Anyway here is my problem, I have two different computers, an old desktop with windows xp and a windows vista laptop (which i am currently connected to at the moment with the dreaded usb.) I recently Installed the USB drive on the desktop so i could use the internet on it, and it worked and everything, but the problem is...neither of the two computers can connect with the ethernet port on the modem. I first found out about this problem the day after i installed the drive. I plugged up my ps3 to my modem as usual for a game of Call of Duty WAW, and it kept telling me to plug in a ethernet cable, and it was plugged in. I tried different cables, unplugging and repowering the modem, ipconfig/renew, etc etc and neither of the methods worked at all. Weird thing is the ethernet port on the modem worked properly the same day i installed the drive on my old desktop.
To get to the point, Neither my computer, nor my PS3 can detect the modem via Ethernet. The green hud light on the modem does not show on the "PC" light, but when i connect the usb cable on the modem to my computer, it lights up so i am very lost, which forced me to install the usb drive on this laptop just so i could make this thread (uninstalled the usb drive on desktop in an effort to fix this problem). I also did an ipconfig/all check, which will be enclosed below. Any help would be REALLY great :grin:

-------------------------------------------------------------
Microsoft Windows [Version 6.0.6000]
Copyright (c) 2006 Microsoft Corporation. All rights reserved.

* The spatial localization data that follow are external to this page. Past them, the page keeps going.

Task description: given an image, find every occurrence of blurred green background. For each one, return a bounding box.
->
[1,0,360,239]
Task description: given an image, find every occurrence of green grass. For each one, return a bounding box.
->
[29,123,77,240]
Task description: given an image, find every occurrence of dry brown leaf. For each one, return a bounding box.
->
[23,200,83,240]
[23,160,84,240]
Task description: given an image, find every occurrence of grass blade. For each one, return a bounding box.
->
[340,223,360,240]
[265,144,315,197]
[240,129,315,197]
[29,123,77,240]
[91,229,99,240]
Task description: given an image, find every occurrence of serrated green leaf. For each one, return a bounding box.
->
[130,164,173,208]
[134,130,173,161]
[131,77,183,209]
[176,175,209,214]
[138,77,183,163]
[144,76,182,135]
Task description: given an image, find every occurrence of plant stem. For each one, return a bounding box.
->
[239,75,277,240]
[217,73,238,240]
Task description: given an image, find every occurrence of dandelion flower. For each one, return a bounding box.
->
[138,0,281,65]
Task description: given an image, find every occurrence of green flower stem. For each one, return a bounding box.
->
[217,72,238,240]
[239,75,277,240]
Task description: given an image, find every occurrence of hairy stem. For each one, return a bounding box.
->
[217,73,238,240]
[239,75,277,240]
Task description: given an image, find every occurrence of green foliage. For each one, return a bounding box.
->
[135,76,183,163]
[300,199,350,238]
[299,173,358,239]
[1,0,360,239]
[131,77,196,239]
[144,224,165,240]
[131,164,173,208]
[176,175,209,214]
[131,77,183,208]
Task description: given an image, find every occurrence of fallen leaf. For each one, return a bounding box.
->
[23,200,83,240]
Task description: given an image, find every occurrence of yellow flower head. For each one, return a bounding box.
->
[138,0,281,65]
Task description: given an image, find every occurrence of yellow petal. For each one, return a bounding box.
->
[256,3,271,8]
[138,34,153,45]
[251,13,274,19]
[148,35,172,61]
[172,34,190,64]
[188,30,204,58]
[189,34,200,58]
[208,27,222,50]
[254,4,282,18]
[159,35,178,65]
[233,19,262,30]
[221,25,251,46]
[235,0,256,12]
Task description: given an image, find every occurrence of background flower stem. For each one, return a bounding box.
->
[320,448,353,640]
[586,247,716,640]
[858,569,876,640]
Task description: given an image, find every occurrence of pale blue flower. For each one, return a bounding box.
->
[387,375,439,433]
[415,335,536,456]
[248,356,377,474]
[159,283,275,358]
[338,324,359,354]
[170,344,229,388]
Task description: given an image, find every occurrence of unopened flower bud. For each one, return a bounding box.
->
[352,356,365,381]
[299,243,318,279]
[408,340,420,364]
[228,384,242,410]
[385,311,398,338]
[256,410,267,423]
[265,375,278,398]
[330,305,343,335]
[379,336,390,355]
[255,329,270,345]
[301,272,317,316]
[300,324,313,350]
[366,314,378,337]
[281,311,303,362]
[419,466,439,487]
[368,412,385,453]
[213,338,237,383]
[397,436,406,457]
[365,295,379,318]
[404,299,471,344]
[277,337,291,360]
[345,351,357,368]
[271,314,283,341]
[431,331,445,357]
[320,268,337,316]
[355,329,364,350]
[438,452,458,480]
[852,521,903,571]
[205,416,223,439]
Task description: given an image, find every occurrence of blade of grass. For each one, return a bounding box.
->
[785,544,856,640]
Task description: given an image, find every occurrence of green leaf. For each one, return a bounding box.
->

C:\Windows\system32>ipconfig/all

Windows IP Configuration

Host Name . . . . . . . . . . . . : Shutup
Primary Dns Suffix . . . . . . . :
Node Type . . . . . . . . . . . . : Hybrid
IP Routing Enabled. . . . . . . . : No
WINS Proxy Enabled. . . . . . . . : No

Wireless LAN adapter Wireless Network Connection:

Media State . . . . . . . . . . . : Media disconnected
Connection-specific DNS Suffix . :
Description . . . . . . . . . . . : Realtek RTL8187B Wireless 802.11b/g 54Mbp
s USB 2.0 Network Adapter
Physical Address. . . . . . . . . : 00-C0-A8-FB-C9-A6
DHCP Enabled. . . . . . . . . . . : Yes
Autoconfiguration Enabled . . . . : Yes

Ethernet adapter Local Area Connection:

Media State . . . . . . . . . . . : Media disconnected
Connection-specific DNS Suffix . :
Description . . . . . . . . . . . : Realtek RTL8101E Family PCI-E Fast Ethern
et NIC (NDIS 6.0)
Physical Address. . . . . . . . . : 00-00-00-00-00-00
DHCP Enabled. . . . . . . . . . . : Yes
Autoconfiguration Enabled . . . . : Yes

Tunnel adapter Local Area Connection* 6:

Media State . . . . . . . . . . . : Media disconnected
Connection-specific DNS Suffix . :
Description . . . . . . . . . . . : isatap.{AA48A3F7-7BAE-49E0-A164-00354C820
D7C}
Physical Address. . . . . . . . . : 00-00-00-00-00-00-00-E0
DHCP Enabled. . . . . . . . . . . : No
Autoconfiguration Enabled . . . . : Yes

Tunnel adapter Local Area Connection* 7:

Media State . . . . . . . . . . . : Media disconnected
Connection-specific DNS Suffix . :
Description . . . . . . . . . . . : 6TO4 Adapter
Physical Address. . . . . . . . . : 00-00-00-00-00-00-00-E0
DHCP Enabled. . . . . . . . . . . : No
Autoconfiguration Enabled . . . . : Yes

Tunnel adapter Local Area Connection* 9:

Media State . . . . . . . . . . . : Media disconnected
Connection-specific DNS Suffix . :
Description . . . . . . . . . . . : Teredo Tunneling Pseudo-Interface
Physical Address. . . . . . . . . : 02-00-54-55-4E-01
DHCP Enabled. . . . . . . . . . . : No
Autoconfiguration Enabled . . . . : Yes

Tunnel adapter Local Area Connection* 11:

Media State . . . . . . . . . . . : Media disconnected
Connection-specific DNS Suffix . :
Description . . . . . . . . . . . : 6TO4 Adapter
Physical Address. . . . . . . . . : 00-00-00-00-00-00-00-E0
DHCP Enabled. . . . . . . . . . . : No
Autoconfiguration Enabled . . . . : Yes

Tunnel adapter Local Area Connection* 13:

Media State . . . . . . . . . . . : Media disconnected
Connection-specific DNS Suffix . :
Description . . . . . . . . . . . : isatap.{3220ACBD-1EDA-4B01-929F-B36265F91
304}
Physical Address. . . . . . . . . : 00-00-00-00-00-00-00-E0
DHCP Enabled. . . . . . . . . . . : No
Autoconfiguration Enabled . . . . : Yes

C:\Windows\system32>


----------



## johnwill (Sep 26, 2002)

You MUST power cycle the modem whenever you change the attached device OR change from USB to Ethernet.


----------



## Korean_Dude (Jan 20, 2009)

tried it, still doesn't work.


----------



## johnwill (Sep 26, 2002)

It sounds like either the ISP has disabled the Ethernet, or the port may be defective.


----------